Microsoft is banking on a big rollout of Windows 8 tablets later this year, but will they come too late to disrupt the iPad juggernaut?
NEW YORK -- Windows 8 was a hot topic at last week’s TabTimes Tablet Strategy conference even though the yet-to-ship software wasn’t formally on the agenda. Microsoft has made a test version called Consumer Preview of WIndow 8 available, but the first tablets shipped with Windows 8 aren’t expected to be available till this fall.
Attendees brought up the topic of Windows 8 during several Q&A sessions following speaker presentations, asking what they thought Windows 8's impact would be and whether Microsoft’s partners could be successful selling Windows 8 tablets.

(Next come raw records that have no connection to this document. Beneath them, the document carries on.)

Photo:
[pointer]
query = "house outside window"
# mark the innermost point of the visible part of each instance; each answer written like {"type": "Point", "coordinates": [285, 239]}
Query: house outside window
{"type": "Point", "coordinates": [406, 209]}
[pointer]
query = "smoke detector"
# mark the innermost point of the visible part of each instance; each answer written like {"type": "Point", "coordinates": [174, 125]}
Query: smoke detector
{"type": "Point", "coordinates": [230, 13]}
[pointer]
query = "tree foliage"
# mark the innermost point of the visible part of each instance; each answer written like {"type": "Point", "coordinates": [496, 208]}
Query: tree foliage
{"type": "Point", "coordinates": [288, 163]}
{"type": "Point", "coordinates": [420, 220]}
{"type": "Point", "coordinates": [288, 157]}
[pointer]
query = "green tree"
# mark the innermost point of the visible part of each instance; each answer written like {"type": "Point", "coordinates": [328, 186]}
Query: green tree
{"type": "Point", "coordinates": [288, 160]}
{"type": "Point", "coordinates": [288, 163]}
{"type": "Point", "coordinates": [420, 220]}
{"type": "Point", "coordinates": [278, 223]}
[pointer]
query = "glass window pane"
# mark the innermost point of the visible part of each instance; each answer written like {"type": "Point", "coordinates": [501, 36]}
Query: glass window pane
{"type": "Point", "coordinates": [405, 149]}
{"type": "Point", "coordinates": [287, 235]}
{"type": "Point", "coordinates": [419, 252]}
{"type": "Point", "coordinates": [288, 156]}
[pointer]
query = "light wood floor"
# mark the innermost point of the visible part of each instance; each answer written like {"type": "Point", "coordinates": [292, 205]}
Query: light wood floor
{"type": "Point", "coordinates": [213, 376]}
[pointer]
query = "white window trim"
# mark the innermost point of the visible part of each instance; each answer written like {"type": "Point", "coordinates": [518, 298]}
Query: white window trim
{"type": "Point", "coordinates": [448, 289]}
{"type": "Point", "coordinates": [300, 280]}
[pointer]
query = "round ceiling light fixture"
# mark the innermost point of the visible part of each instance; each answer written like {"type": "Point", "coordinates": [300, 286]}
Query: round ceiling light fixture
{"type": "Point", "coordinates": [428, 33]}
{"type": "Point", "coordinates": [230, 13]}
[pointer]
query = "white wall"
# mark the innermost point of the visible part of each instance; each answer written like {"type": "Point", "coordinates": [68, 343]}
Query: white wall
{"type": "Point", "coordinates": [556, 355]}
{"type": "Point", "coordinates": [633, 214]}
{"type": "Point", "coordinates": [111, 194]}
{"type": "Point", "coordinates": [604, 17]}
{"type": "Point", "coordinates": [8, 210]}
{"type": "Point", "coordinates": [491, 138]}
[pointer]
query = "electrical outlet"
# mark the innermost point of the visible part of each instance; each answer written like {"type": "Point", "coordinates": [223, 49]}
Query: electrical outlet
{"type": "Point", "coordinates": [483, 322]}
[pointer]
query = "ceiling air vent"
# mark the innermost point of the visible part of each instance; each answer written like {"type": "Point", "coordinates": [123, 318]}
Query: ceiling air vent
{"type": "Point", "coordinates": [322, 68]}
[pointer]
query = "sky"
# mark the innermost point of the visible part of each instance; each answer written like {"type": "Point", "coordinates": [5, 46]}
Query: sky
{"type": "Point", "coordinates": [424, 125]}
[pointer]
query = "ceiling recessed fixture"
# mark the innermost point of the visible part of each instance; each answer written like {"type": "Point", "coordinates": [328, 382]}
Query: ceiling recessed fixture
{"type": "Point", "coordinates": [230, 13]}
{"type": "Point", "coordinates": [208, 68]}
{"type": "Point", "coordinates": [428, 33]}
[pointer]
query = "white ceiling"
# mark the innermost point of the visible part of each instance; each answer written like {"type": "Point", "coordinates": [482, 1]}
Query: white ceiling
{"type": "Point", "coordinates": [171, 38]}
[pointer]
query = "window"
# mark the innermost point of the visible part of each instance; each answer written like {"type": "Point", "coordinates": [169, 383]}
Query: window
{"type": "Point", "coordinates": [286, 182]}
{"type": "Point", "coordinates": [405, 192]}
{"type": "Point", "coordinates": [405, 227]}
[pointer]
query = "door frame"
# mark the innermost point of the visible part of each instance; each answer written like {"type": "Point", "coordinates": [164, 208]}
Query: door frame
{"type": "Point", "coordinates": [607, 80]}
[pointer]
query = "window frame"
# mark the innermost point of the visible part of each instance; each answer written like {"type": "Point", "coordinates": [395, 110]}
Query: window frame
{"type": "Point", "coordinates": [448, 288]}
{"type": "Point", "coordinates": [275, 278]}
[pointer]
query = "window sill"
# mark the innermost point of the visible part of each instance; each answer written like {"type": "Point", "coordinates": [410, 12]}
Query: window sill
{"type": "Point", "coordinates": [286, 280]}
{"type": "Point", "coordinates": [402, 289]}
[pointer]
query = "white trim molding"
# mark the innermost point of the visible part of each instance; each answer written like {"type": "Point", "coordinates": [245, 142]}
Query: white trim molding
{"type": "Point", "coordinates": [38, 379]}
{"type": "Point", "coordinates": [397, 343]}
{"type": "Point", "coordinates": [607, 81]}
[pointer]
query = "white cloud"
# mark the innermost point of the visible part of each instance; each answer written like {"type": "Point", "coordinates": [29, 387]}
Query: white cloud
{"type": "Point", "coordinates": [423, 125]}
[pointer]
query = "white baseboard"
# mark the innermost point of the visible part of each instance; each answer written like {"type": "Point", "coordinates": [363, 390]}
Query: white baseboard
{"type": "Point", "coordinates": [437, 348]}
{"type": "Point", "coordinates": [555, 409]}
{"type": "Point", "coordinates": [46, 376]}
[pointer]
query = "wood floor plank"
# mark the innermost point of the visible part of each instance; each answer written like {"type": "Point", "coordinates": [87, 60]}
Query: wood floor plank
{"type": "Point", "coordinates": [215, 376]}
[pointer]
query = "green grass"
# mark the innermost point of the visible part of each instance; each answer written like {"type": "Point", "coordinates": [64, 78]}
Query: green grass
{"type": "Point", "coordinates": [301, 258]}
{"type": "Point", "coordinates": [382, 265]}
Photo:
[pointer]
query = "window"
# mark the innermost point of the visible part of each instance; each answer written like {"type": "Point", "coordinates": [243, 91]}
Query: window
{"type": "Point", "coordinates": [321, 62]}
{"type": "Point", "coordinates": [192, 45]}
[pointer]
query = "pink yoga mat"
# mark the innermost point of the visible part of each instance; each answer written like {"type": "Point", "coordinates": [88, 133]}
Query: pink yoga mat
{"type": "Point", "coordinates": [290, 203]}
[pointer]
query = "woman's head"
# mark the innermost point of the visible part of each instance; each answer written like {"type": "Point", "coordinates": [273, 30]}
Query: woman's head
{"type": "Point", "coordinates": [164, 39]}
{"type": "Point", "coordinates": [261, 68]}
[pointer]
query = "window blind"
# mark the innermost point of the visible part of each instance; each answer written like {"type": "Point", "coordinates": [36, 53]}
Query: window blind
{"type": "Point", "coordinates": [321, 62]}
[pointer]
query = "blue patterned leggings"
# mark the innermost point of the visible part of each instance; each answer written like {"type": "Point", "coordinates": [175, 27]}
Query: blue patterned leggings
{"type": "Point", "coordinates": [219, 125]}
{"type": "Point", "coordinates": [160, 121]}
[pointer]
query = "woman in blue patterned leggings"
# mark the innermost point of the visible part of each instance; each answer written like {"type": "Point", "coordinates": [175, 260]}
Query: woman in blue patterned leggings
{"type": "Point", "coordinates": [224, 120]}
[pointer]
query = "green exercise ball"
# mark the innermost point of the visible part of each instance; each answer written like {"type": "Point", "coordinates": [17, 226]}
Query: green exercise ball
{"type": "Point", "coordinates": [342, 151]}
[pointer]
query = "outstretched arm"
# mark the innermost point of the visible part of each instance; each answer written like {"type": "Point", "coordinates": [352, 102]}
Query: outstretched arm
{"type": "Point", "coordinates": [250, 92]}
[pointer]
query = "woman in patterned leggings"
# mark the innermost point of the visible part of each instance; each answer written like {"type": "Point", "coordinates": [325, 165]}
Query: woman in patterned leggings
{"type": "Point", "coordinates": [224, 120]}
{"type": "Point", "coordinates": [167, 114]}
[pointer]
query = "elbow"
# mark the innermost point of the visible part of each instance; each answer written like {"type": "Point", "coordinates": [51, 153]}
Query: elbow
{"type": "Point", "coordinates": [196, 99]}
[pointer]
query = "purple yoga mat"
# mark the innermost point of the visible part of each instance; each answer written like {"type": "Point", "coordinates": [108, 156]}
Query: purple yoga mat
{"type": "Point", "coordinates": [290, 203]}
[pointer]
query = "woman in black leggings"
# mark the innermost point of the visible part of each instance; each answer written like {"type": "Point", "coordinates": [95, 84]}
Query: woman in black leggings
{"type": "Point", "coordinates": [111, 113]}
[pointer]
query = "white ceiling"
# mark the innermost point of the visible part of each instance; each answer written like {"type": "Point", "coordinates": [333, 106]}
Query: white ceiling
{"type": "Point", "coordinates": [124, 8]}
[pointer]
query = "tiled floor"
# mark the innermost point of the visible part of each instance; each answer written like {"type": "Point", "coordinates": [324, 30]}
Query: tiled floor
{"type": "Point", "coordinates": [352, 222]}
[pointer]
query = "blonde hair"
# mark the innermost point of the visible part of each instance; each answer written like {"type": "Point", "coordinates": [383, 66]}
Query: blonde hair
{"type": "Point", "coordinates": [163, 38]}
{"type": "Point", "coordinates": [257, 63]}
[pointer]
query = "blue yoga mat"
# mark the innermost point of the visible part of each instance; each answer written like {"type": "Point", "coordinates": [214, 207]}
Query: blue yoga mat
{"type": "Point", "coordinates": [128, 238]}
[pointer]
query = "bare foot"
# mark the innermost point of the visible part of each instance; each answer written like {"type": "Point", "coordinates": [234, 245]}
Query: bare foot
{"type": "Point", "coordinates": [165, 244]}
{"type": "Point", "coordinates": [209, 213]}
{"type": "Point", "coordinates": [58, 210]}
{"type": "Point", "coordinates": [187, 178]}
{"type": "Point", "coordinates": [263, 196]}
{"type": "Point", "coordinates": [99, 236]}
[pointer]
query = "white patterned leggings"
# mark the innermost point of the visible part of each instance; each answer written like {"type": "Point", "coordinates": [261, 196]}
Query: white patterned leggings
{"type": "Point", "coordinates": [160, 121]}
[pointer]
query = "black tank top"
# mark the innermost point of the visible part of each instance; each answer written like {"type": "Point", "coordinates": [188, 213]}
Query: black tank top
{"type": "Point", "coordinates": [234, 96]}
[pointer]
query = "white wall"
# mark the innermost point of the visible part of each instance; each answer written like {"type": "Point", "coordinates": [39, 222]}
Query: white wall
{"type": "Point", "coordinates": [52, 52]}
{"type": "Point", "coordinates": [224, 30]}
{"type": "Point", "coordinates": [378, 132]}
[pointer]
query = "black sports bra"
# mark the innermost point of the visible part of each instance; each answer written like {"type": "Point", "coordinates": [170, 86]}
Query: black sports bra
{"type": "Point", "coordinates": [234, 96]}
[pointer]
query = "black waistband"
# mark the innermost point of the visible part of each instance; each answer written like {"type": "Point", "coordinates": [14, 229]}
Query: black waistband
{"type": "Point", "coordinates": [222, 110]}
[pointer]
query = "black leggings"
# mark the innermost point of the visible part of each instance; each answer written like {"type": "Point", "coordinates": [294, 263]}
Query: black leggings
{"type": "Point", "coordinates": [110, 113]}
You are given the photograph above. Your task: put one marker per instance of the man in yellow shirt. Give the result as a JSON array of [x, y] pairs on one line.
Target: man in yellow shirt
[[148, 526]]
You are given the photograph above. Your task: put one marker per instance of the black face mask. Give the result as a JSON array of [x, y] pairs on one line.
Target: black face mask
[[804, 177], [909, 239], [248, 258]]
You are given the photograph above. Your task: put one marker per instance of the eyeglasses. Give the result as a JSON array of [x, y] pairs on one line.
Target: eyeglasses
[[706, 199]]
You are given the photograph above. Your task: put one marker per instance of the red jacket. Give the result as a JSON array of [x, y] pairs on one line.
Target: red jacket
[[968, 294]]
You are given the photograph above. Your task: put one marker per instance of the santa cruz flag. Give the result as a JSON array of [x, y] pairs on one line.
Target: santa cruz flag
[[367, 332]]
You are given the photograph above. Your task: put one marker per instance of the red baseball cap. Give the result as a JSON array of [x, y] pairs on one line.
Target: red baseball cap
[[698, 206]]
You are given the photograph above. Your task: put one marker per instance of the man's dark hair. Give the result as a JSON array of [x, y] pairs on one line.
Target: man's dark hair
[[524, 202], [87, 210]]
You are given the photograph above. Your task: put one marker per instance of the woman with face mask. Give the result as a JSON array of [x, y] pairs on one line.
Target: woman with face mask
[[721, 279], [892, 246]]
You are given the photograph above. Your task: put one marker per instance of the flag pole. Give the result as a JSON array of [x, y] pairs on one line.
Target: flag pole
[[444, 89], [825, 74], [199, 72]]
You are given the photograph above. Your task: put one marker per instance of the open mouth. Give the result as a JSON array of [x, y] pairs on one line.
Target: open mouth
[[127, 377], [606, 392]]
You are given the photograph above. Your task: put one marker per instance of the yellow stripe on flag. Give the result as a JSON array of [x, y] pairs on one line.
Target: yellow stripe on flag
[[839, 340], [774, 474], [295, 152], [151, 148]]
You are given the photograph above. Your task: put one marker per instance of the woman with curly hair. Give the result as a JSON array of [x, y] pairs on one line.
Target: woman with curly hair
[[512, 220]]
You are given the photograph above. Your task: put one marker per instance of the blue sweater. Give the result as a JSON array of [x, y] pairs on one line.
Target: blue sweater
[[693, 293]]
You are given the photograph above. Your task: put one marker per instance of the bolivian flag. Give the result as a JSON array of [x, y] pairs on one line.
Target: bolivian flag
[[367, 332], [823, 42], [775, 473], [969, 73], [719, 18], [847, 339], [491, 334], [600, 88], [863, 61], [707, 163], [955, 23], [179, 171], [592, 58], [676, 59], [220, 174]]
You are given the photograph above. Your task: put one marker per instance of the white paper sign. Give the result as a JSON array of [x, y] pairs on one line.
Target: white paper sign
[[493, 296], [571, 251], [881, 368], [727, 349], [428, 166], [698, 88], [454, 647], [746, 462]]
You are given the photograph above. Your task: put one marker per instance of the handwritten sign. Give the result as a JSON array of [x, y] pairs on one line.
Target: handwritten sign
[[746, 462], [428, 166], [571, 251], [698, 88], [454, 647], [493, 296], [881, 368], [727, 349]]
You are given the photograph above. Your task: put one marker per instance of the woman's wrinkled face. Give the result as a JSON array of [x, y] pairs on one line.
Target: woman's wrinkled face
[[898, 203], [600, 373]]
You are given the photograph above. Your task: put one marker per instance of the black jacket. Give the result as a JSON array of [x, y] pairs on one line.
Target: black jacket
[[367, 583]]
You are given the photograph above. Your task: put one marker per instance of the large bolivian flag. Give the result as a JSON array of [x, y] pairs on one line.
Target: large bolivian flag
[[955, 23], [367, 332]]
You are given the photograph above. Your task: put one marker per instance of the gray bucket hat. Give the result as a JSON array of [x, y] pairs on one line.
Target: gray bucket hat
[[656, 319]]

Alan Masarek, CEO of Quickoffice, gave the most pointed response that was also in stark contrast to two tablet vendors who were bullish on Windows 8.
“I actually thing they are too late, said Masarek, who’s company’s Quickoffice app gives users the ability to edit Microsoft Office documents on the iPad.
Masarek has no doubt Windows 8 will gain a foothold, but will struggle to make a serious dent in the iPad’s dominant market share. One of the reasons is the huge lead the iPad has in applications.
“Windows 8 is a binary break from Windows 7,” said Masarek. “[Microsoft is] sprinkling a lot of dollars around to try and get the app developers to write for it and that’s not going to work. Mobile development, when you’re talking about hundreds of thousands of apps and it’s three guys and a dog somewhere, it has to happen organically. You can’t say I’m going to pick the Angry Birds guy and this guy and this guy. In the device world, the application tail wags the device dog.”
Two competing tablet vendors talk up Windows 8
Panasonic said it plans to release a Windows 8 tablet in January designed for enterprise buyers that will run on an Intel processor. Jim Dempsey, Panasonic’s Business Enterprise Development Manager, said Windows 8 “will need more juice” than ARM provides to power tablets that can be considered true notebook PC replacements.
Mark Holleran, President and COO of tablet vendor Xplore Technologies, acknowledged Windows 8 is late, but said Microsoft’s a great company. “They still own the enterprise applications (market). Windows 8 is no XP, the Metro tiles interface is pretty good, I like it.”
Even Masarek isn’t counting Microsoft out completely.
“Windows 8’s got to be good because it’s already late,” he said. Microsoft's willing to spend to the bottom of the hole to defend this thing because they have to.”